No Rest For the Weary
It's an interesting enough title: "Superpowers Don't Get to Retire." But it was the subtitle that really grabbed my attention: "What our tired country still owes the world." And I kept that in mind as I read Mr. Kagan's long piece about how the United States enforced a liberal world order, because it was the only nation that was capable of it, and how if that liberal world order was going to continue, then the United States needed to continue doing it. About how the United States played the world's policeman and help bring an end (or at least a reduction) to a constant global history of conflict by having a conception of its national interests that went beyond the pragmatic and deep into the idealistic. Throughout reading the entire piece, I kept that thought in the back of my head - "What our tired country still owes the world."

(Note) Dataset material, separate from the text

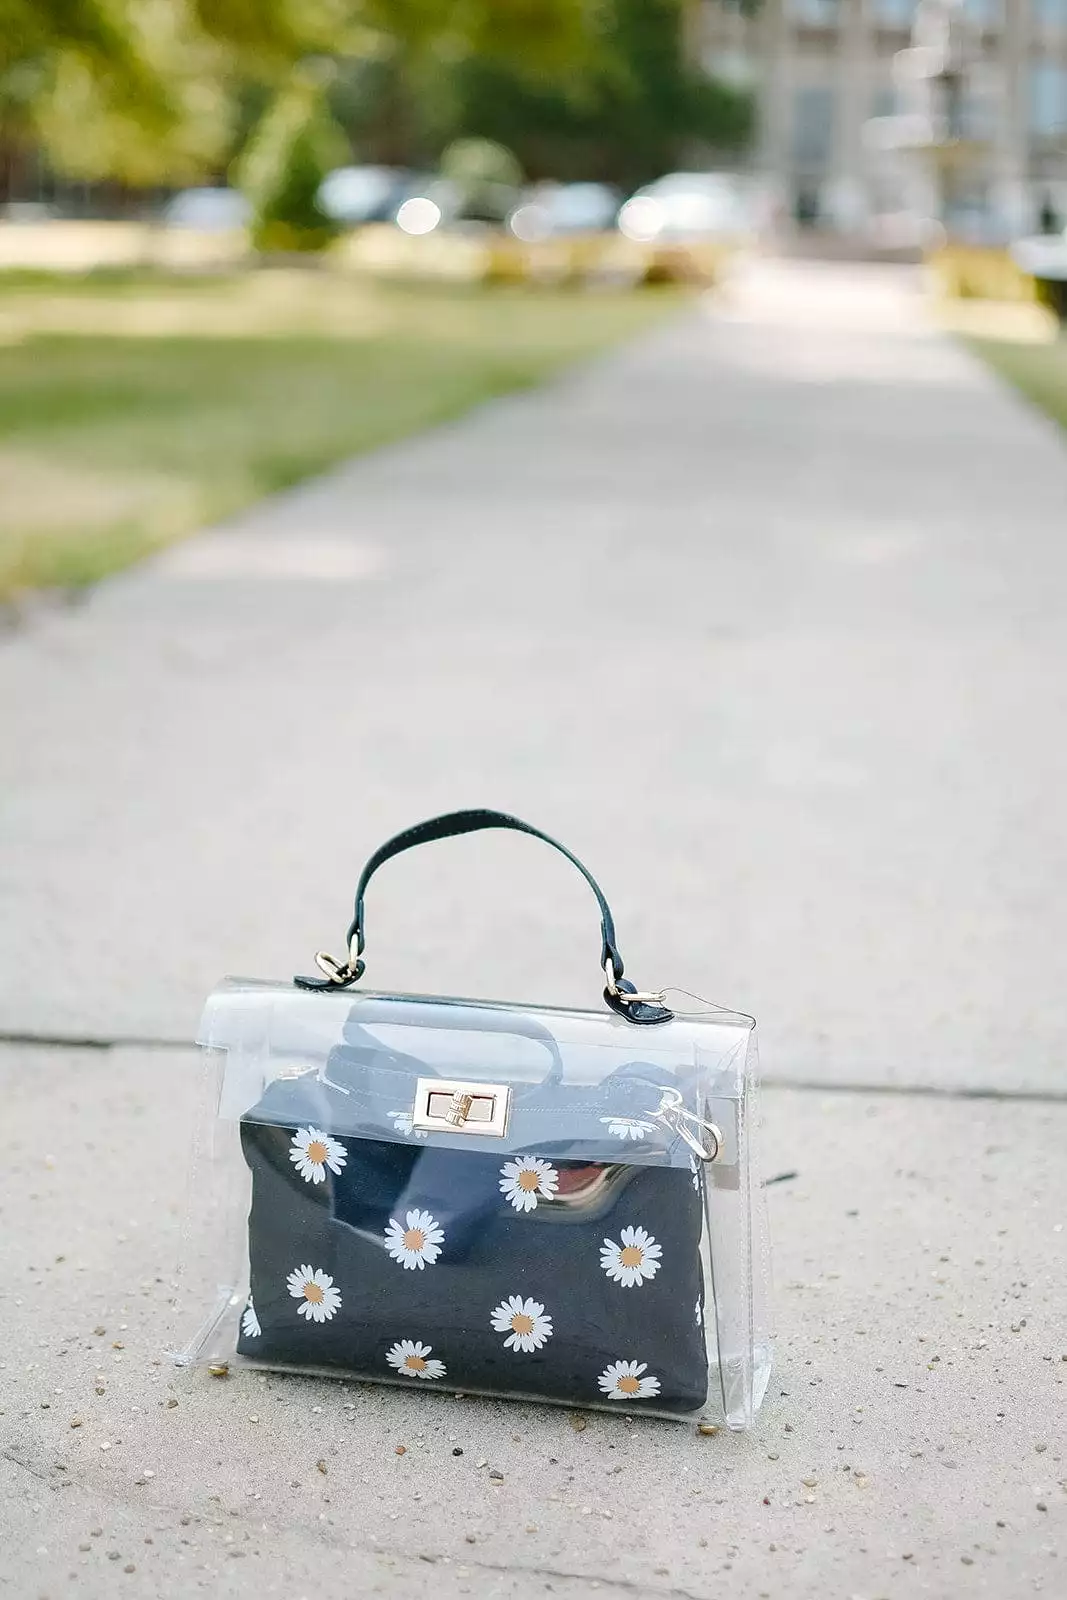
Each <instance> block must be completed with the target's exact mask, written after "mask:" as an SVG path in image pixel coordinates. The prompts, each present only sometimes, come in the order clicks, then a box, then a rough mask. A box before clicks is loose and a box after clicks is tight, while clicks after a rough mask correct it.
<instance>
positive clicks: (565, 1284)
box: [176, 811, 771, 1429]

But one of the things that was missing was the idea that we owed the world enlightenment. A grand and selfless vision that would mean always acting for the good of others, and not just out of an "enlightened self-interest" that postulates that the actions we take so save the world will also redound to our own benefit.
Because without it, there is always a fundamental problem with thinking that one is indispensable to others - eventually, you come to the realization that if they can't survive without you, then you must always help yourself first, even when that comes at their expense, because since you are their only hope, whatever you allow to happen to them must, by definition, be better than the alternative.
One of my favorite sayings is that the problem with good shepherds is that even they are not above wearing wool and eating mutton. This is not because good shepherds are merely wolves in human guises, but because a shepherd that has frozen or starved to death may as well be entirely absent in the first place - and then what becomes of the sheep? And while linen and beef may be available, something must still be traded to obtain them, and what else does a shepherd have? Either way, no matter how idealistic a shepherd one finds, the sheep have simply traded one predator for another - one is simply less destructive and more apologetic about it. And I think that is the issue that we have. Mr. Kagan assumes, yet never sets out to prove, that we, as Americans, are so wealthy, so protected, so powerful and so just, that we can never be perceived as predators. And that's the problem that we have now. Kagan's very point that what drove the American public to support a global role in the world was not a sense of responsibility to spread liberalism but a constant fear of Communism makes this clear. What happens when the shepherds are no longer convinced that the threat of wolves is all it's been cracked up to be?
A nondischargeable responsibility to safeguard liberalism and democracy abroad must lead to illiberalism and a lack of democracy at home, because at some point, you are obliged to strip people of the ability to chose to ignore that responsibility. This is why no single nation, no matter how nobly it sees itself, can manage such a burden forever. Because the shepherd must become the wolf to forever war with wolves.